The New Jersey attorney general sued a unit of Swiss bank Credit Suisse Group AG on Wednesday and accused it of misrepresenting the risks on more than $10 billion in securities backed by home loans.
Credit Suisse did not disclose that the loan originators it used had poor track records of defaults and delinquencies, and that some had been suspended from doing business with the bank, the state said in its lawsuit.
Credit Suisse's own traders were not willing to hold the securities on the bank's books, yet the bank was selling them to investors, it said.
The bank was also reimbursed tens of millions of dollars by loan originators for defective loans, but didn't pass those funds along to the trusts that owned them, it said.
"The kind of conduct described in this lawsuit is the kind of conduct that helped put the nation in financial crisis," John Hoffman, the acting attorney general in New Jersey, said in a statement.

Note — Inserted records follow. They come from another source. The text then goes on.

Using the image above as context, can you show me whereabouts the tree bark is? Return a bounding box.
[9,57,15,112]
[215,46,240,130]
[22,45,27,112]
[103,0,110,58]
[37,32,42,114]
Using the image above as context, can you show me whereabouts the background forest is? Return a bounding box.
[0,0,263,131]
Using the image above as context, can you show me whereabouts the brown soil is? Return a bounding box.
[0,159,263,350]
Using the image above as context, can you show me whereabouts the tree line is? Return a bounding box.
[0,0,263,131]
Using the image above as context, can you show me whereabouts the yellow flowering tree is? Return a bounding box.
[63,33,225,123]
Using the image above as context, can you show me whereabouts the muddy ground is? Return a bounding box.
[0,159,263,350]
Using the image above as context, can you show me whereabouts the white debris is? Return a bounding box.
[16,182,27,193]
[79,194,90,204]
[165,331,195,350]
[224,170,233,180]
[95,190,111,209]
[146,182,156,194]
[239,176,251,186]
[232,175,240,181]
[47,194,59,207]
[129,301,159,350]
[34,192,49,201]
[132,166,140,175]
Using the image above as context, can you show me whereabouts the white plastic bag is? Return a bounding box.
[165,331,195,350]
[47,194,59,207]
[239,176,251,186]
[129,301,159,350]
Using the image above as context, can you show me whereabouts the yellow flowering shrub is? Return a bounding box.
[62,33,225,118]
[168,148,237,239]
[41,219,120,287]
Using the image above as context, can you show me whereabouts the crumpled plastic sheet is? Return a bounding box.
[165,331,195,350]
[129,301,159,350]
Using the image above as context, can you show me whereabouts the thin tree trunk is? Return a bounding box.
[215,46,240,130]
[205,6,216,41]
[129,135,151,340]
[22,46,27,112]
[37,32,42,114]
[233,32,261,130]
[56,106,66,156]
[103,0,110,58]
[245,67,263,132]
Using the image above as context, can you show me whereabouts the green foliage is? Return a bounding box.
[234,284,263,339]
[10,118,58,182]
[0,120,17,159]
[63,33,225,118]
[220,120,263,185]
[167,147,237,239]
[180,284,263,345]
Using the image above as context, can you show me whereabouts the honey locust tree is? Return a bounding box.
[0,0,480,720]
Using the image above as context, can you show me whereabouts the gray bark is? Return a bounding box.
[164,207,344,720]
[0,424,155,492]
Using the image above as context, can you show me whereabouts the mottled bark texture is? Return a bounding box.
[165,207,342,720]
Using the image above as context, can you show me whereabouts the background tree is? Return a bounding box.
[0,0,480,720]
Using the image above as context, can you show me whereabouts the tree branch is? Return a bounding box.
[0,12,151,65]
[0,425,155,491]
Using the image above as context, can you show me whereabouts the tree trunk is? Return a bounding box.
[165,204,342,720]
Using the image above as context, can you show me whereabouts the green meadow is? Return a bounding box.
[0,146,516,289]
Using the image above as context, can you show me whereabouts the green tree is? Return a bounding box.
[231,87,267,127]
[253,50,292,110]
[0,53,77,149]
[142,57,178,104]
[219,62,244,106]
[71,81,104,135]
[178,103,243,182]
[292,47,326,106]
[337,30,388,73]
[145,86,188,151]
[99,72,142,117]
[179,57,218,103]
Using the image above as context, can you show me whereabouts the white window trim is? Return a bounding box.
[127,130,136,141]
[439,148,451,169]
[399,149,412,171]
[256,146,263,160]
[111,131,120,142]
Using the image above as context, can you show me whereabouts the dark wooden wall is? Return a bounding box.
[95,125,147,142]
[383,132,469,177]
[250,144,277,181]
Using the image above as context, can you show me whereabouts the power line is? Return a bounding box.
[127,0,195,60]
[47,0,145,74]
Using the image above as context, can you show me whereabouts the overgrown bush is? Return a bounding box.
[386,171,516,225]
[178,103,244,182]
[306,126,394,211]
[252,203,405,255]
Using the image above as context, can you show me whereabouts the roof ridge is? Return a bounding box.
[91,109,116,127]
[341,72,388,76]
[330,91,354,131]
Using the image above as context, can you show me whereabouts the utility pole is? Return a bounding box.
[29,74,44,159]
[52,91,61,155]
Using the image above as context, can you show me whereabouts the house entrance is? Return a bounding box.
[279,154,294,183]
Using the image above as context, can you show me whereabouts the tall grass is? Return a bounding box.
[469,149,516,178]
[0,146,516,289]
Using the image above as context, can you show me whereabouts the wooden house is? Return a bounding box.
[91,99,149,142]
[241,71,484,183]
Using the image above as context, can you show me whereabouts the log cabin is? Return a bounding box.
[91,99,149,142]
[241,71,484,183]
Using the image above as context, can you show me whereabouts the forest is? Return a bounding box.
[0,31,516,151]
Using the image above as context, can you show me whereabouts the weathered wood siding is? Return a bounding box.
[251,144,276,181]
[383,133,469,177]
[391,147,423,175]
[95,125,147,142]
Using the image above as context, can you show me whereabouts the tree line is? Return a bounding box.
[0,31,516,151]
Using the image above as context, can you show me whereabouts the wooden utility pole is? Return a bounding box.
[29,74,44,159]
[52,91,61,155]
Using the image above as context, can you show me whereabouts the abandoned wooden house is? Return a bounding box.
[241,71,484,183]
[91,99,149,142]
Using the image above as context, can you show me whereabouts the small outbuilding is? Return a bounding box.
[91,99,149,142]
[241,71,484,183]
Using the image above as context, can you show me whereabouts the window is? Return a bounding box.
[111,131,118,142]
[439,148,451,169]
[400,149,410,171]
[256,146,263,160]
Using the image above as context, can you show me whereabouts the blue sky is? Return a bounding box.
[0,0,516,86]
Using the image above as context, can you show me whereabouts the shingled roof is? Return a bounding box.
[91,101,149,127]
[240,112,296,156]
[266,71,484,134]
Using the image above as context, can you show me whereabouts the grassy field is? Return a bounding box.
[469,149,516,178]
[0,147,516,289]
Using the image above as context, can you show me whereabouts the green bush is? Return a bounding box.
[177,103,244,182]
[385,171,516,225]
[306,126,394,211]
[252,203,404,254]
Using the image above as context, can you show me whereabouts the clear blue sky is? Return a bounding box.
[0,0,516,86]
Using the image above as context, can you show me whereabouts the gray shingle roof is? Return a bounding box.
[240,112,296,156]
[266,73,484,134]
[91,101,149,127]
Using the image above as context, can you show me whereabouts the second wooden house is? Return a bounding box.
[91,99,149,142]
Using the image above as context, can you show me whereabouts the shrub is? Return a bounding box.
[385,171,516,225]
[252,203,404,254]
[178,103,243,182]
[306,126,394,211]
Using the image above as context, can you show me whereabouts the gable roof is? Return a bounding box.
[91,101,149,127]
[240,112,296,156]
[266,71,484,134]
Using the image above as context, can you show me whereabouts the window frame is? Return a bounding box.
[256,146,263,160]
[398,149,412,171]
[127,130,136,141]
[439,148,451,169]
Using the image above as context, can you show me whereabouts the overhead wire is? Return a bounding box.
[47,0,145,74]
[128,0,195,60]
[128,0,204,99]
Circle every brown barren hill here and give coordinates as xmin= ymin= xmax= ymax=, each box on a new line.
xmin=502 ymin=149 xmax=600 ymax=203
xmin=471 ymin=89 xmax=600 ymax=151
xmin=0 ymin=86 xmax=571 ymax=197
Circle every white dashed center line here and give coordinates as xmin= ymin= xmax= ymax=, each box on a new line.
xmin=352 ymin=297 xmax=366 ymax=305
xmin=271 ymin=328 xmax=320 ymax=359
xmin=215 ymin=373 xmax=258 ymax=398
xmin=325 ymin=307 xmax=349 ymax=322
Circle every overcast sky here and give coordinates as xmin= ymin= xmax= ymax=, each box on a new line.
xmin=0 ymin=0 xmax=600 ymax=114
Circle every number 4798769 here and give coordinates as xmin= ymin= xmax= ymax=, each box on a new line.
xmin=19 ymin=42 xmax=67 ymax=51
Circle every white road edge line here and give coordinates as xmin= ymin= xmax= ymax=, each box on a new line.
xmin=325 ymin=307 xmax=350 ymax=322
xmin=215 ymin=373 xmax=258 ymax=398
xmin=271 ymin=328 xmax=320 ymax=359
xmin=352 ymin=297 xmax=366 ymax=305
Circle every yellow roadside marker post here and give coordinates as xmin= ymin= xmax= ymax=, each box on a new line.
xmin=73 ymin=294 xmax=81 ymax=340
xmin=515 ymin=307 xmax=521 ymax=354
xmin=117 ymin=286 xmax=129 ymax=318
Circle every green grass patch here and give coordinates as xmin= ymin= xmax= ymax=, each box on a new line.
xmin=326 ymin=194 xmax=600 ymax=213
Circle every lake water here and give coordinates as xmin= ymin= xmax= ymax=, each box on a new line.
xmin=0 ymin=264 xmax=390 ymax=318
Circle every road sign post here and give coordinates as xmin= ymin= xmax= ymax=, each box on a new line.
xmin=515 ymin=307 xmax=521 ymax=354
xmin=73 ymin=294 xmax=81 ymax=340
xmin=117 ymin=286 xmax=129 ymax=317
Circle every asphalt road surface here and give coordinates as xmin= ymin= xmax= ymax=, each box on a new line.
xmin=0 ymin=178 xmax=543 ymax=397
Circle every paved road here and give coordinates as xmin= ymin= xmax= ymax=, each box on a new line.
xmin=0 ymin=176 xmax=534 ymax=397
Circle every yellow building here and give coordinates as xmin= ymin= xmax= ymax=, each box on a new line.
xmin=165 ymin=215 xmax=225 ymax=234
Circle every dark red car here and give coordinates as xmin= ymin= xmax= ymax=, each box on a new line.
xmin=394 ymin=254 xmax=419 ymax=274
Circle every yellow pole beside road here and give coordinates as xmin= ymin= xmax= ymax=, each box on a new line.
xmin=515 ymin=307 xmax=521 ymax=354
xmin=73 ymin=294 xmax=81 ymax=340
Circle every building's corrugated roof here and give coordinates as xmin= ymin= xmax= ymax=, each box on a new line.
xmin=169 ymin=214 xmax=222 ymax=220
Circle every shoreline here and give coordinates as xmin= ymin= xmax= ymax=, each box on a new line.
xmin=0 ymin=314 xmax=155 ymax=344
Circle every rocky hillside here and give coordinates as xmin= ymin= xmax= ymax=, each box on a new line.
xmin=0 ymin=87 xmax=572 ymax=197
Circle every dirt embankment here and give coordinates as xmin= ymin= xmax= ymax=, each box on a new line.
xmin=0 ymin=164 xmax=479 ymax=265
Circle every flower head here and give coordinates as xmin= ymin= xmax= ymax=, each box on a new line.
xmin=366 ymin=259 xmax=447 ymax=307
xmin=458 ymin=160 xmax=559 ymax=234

A Credit Suisse representative said the complaint is without merit. "It recycles baseless claims and uses inaccurate and exaggerated figures," spokesman Drew Benson said. "We look forward to presenting our defense in court."
The attorney general in New York filed a similar case against the bank in November 2012. Credit Suisse in currently fighting that lawsuit.
Reuters reported on Tuesday that the U.S. Justice Department is also actively investigating Credit Suisse's representations on mortgage securities it sold in the run-up to the financial crisis.